Data Mining Project (guided self study)

582635
2
Algorithms and machine learning
Advanced studies
Application of data mining to a data analysis problem. The project covers the whole data mining process, and includes either implementing a data mining algorithm or using a wider range of available implementations. The project is completed by a research report describing and justifying the steps taken and decisions made, and discussing the results obtained. Prerequisites: The course Data Mining. The project can only be taken during the specified period. There are no final exams.
Year Semester Date Period Language In charge
2017 spring 13.03-13.03. 4-4 English Simo Linkola

Lectures

Time Room Lecturer Date
Mon 15-16 B119 Simo Linkola 13.03.2017-13.03.2017

Ilmoittautuminen tälle kurssille alkaa tiistaina 16.2. klo 9.00. Aloitusluento MA 13.3. 15-16 B119 on kaikille pakolinen!

Registration for this course starts on Tuesday 16th of February at 9.00. The first lecture on MON 13.3. 15-16 B119 is obligatory for everybody!

General

The participants in the data mining project will work on a topic of their own choosing. The projects should contain two main components: implementation of an algorithm for frequent pattern mining and application of it to real data, including interpretation and assessment of the results.

The project will be done either in teams of size 2-4 individuals or individually. Also in team work, each student must participate both in implementation and application of data mining algorithms. If a participant wishes to work in a team, the teams will be formed during the first meeting. Some example topics and datasets will be provided by the course staff.

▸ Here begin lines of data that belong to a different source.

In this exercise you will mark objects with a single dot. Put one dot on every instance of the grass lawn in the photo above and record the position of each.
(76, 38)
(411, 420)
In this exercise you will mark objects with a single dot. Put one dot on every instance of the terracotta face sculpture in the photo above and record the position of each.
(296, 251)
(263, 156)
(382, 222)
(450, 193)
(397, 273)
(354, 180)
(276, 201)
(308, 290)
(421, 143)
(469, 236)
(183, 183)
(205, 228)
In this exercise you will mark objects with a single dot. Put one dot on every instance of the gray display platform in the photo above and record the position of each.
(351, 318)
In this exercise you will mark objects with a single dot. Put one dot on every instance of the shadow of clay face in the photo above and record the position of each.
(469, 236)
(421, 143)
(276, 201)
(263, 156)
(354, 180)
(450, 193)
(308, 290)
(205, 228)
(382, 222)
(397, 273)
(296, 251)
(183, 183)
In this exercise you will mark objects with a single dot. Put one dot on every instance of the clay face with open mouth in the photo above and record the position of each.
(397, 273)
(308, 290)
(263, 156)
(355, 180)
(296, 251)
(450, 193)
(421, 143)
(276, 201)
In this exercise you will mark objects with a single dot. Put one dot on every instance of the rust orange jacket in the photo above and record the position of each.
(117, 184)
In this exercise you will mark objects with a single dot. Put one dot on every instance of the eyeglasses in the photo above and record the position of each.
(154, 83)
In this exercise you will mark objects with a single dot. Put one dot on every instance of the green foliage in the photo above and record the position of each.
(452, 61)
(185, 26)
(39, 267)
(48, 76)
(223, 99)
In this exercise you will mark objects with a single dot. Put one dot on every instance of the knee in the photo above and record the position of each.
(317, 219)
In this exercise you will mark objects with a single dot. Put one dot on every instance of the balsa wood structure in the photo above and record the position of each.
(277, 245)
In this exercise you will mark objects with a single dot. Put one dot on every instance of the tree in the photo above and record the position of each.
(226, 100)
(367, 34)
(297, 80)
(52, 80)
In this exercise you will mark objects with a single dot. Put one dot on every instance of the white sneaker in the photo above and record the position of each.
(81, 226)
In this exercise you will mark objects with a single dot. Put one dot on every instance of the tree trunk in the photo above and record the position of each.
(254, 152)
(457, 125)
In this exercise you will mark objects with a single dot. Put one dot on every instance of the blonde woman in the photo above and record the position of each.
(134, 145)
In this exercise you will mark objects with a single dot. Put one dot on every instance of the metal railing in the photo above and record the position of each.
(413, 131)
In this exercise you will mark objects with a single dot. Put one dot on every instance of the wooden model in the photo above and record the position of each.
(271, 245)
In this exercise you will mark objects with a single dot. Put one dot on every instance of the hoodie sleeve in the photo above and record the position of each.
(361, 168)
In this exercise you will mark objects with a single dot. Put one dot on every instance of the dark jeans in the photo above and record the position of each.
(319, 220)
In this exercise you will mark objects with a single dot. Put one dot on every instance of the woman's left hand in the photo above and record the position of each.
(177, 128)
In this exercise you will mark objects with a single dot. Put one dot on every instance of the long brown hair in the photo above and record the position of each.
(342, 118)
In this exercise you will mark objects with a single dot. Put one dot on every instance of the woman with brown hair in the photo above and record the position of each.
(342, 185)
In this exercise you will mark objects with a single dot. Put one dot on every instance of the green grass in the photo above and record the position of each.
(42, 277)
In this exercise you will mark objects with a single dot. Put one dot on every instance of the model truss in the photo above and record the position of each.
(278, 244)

Course duration and grading

  • The project is 2 credits, but larger projects with extra credit can also be undertaken. If you choose to do so, ask Simo if the topic you are considering is good and keep track of the hours you are using. All the projects should be finished by the end of the 4th period.
  • The project will be graded fail / pass / 5, where 5 corresponds to excellent, pass to good and fail to fail.

Submissions

All submissions during the course are done in Moodle. Enrolment key can be found from the starting lecture's slides.

Reserving Guidance

You can reserve individual or project guidance from Simo (slinkola@cs.helsinki)

Simo is also available weekly in B233 on Wednesdays 13-15 (you can also try your luck any other time and drop by B233).

Project timeline

  • Mon 13.3. 15-16: Starting lecture, slides
  • Finding a team (or deciding to work alone)
  • DL Fri 17.3.:Enrol to the course on Moodle. All the messages considering the course are send through Moodle.
  • Selecting a topic: task/algorithm and the data to be used
  • Working on the topic to decide whether it is feasible to do in a few credits
  • DL 31.3. 23.59: Reporting the topic of the project on Moodle
  • Working on the topic -- individual or project guidance hours can be reserved or asked from Simo (slinkola@cs.helsinki.fi)
  • Presenting your work on Wed 3.5. 12-15 in CK107, Exactum. There will be a computer with an internet connection, where you can download and show PDFs. Each group / presentation should be around 10-15 minutes, after which there will be time for questions. Overall, the presentation should be on a level that can be followed by anyone who took the DM course earlier.
  • DL 5.5. 23.59: Submitting the source code and the report on the project on Moodle. Use https://github.com/UniversityHelsinkiTKTL/tktltiki2 as the Latex template for the report.
  • Finish

About Report

The report on the project should contain:

  • Project overview: What was your goal, and how you acquired it?
  • Description of your task: patterns that are mined and algorithm used for them, pseudocode of the algorithm
  • Implementation details: Any preprocessing done for the data, optimisations, etc.
  • Compiling/running instructions of the code: How others can replicate your results?
  • Analysis of the results: How your results should be understood? e.g. Do not list all the frequent itemsets, but give some examples of them and analyse what they mean for the data at hand!
  • Conclusions: What was good and what went wrong? Any possible directions for the future work?
  • Time allocations used for the project for each group member and a short description of what each member did.

The report should not be too long, but understandable for others who have taken the DM course earlier. Focus on the things specific for your project. Make your analysis meaningful but concise.

 

Literature and material

Possible Topics:

  • All the data mining tasks and algorithms covered in the course
  • Itemsets: Apriori, FP-Growth, Depth-first methods
  • Association rule sets
  • Sequence mining: text mining from a set of documents (tweets, wikipedia, novels, etc.)
  • Graph mining: frequent subgraphs, etc. (from social graphs, molecular graphs, etc)

Datasets:

Select a dataset that you are confident working with. Familiar datasets make analysis and debugging easier. Remember, that in this project we want to find interesting patterns and not use machine learning to, e.g., predict values of some variables. Select the dataset accordingly.